De tal modo que no procede que, en un procedimiento de responsabilidad patrimonial de la administración sanitaria, se pretenda que se revise la decisión adoptada por el órgano judicial competente al efecto. Máxime cuando no hay ni un solo elemento probatorio que soporte la idea de que se produjo algún error al decidirse como se hizo.

Consecuentemente con lo razonado, procede la desestimación del recurso de apelación planteado y la íntegra confirmación de la sentencia de instancia.

SÉPTIMO.- COSTAS.Conforme a lo dispuesto en el artículo 139.2 de la Ley 29/1998, de trece de julio, Reguladora de la Jurisdicción Contencioso - Administrativa y no concurriendo ninguna circunstancia extraordinaria, procede imponer las costas causadas en esta instancia a la parte apelante.

Fallo

Desestimamos el recurso de apelación 1.043/2019, interpuesto por la representación procesal de doña Melisa contra la sentencia 178/2019, de tres de octubre, del Juzgado de lo Contencioso - Administrativo número 2 de los de Bilbao, que confirmamos en su integridad.Imponemos las costas causadas en esta instancia a la parte recurrente.

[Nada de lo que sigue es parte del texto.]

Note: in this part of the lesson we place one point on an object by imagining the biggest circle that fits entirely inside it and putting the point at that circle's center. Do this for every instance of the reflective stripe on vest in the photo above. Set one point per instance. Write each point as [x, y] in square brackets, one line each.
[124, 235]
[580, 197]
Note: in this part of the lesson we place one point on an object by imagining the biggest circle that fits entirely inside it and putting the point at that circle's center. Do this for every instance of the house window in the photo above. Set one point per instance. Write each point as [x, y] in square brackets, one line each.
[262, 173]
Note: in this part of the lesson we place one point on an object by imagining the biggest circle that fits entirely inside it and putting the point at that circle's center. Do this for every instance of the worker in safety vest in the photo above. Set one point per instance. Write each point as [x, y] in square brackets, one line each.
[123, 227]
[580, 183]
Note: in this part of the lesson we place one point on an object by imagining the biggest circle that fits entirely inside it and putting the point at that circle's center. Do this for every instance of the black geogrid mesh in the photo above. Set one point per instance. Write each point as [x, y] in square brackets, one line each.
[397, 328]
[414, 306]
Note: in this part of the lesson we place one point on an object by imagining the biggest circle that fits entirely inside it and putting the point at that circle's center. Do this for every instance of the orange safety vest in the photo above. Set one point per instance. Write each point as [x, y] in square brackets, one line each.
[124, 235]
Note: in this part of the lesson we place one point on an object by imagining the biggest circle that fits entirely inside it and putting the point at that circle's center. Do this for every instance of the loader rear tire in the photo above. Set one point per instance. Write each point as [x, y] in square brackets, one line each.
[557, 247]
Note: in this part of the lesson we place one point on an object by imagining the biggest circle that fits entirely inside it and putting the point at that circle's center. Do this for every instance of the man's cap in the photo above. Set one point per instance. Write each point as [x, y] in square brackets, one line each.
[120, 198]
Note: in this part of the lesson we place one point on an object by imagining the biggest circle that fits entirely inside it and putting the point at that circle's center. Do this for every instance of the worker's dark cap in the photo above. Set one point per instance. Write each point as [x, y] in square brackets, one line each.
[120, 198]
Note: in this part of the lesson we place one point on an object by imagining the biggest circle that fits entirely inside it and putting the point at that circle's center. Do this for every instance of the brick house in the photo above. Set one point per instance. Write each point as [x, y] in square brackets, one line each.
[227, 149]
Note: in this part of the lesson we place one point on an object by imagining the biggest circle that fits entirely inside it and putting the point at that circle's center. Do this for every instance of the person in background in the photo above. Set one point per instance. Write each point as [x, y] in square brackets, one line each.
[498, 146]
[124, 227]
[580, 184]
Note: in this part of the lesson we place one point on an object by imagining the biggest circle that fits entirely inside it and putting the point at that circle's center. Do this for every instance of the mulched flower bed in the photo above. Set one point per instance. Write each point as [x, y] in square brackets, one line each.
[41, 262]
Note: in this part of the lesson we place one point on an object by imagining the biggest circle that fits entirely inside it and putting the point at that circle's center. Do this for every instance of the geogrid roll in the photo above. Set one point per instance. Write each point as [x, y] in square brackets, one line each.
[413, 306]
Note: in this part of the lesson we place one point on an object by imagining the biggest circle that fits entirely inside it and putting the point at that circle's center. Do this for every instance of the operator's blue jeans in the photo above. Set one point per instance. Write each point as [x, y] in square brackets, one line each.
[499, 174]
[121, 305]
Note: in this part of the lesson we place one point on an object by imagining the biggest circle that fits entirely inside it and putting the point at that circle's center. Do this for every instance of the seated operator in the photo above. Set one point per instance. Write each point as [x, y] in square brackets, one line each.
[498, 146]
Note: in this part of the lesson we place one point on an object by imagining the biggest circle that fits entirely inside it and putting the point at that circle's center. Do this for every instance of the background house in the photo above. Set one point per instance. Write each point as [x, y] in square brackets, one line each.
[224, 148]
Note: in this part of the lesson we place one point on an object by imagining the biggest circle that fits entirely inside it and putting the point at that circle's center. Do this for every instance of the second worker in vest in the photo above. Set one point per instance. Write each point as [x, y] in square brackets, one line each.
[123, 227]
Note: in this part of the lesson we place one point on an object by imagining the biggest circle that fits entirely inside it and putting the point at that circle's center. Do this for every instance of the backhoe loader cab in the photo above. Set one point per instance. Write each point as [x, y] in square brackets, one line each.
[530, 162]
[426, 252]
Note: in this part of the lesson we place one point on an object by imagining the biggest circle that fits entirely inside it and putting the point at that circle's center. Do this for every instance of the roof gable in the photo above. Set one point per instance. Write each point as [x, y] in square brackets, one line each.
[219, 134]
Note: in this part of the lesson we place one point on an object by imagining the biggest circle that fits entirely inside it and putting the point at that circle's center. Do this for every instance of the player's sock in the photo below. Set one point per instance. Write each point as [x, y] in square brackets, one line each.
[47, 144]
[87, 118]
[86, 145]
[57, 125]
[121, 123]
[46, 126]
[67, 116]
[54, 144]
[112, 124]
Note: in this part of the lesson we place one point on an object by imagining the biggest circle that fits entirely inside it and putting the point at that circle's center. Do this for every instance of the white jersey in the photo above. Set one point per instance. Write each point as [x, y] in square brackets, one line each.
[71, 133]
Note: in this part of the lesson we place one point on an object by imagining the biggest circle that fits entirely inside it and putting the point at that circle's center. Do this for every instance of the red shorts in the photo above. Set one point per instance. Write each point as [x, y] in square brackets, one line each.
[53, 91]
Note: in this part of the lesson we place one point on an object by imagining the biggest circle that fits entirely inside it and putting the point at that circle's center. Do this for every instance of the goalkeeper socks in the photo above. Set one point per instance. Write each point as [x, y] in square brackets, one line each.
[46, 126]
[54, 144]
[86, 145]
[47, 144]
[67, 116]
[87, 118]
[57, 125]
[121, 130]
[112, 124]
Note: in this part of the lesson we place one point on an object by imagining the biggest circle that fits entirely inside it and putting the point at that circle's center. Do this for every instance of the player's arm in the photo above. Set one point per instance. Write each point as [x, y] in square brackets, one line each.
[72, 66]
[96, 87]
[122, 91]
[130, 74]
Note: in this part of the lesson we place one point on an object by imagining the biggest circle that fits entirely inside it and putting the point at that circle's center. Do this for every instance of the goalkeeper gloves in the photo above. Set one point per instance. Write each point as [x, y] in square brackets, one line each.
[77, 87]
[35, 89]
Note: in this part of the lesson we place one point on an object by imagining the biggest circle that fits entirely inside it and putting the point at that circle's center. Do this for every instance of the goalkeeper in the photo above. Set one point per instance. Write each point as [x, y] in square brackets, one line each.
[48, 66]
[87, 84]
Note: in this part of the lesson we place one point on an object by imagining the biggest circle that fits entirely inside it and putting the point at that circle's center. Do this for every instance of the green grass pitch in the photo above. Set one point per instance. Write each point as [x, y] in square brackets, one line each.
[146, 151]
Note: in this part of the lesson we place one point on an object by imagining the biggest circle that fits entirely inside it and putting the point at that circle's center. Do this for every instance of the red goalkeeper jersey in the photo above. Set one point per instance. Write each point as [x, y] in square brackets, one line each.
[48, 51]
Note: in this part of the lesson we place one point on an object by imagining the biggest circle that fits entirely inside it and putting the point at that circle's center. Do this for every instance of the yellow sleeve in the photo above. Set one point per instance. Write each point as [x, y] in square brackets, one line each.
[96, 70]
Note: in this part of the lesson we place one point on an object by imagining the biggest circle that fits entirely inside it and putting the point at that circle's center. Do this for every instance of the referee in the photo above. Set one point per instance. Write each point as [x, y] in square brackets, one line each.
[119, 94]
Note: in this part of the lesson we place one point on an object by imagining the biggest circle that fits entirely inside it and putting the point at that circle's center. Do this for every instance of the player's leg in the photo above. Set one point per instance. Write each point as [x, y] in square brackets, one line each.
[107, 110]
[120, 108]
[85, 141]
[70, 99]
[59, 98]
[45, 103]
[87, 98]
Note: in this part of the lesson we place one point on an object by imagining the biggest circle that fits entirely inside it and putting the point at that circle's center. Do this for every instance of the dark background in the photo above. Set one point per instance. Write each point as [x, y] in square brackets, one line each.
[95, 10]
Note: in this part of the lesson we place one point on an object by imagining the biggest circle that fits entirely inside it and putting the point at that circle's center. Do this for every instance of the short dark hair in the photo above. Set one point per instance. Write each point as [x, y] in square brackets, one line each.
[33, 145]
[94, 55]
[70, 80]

Devuélvanse al juzgado de procedencia los autos originales y el expediente administrativo para la ejecución de lo resuelto junto con testimonio de esta sentencia.Notifíquese esta resolución a las partes, advirtiéndoles que contra la misma cabe interponer RECURSO DE CASACIÓN ante la Sala de lo Contencioso - administrativo del Tribunal Supremo, el cual, en su caso, se preparará ante esta Sala en el plazo de TREINTA DÍAS ( artículo 89.1 LJCA), contados desde el siguiente al de la notificación de esta resolución, mediante escrito en el que se dé cumplimiento a los requisitos del artículo 89.2, con remisión a los criterios orientativos recogidos en el apartado III del Acuerdo de 20 de abril de 2016 de la Sala de Gobierno del Tribunal Supremo, publicado en el BOE n.º 162, de 6 de julio de 2016. Quien pretenda preparar el recurso de casación deberá previamente consignar en la Cuenta de Depósitos y Consignaciones de este órgano jurisdiccional en el Banco Santander, con n.º 4697 0000 01 104319, un depósito de 50 euros, debiendo indicar en el campo concepto del documento resguardo de ingreso que se trata de un 'Recurso'.Quien disfrute del beneficio de justicia gratuita, el Ministerio Fiscal, el Estado, las Comunidades Autónomas, las entidades locales y los organismos autónomos dependientes de todos ellos están exentos de constituir el depósito ( DA 15.ª LOPJ).Así por esta nuestra Sentencia de la que se llevará testimonio a los autos, lo pronunciamos, mandamos y firmamos.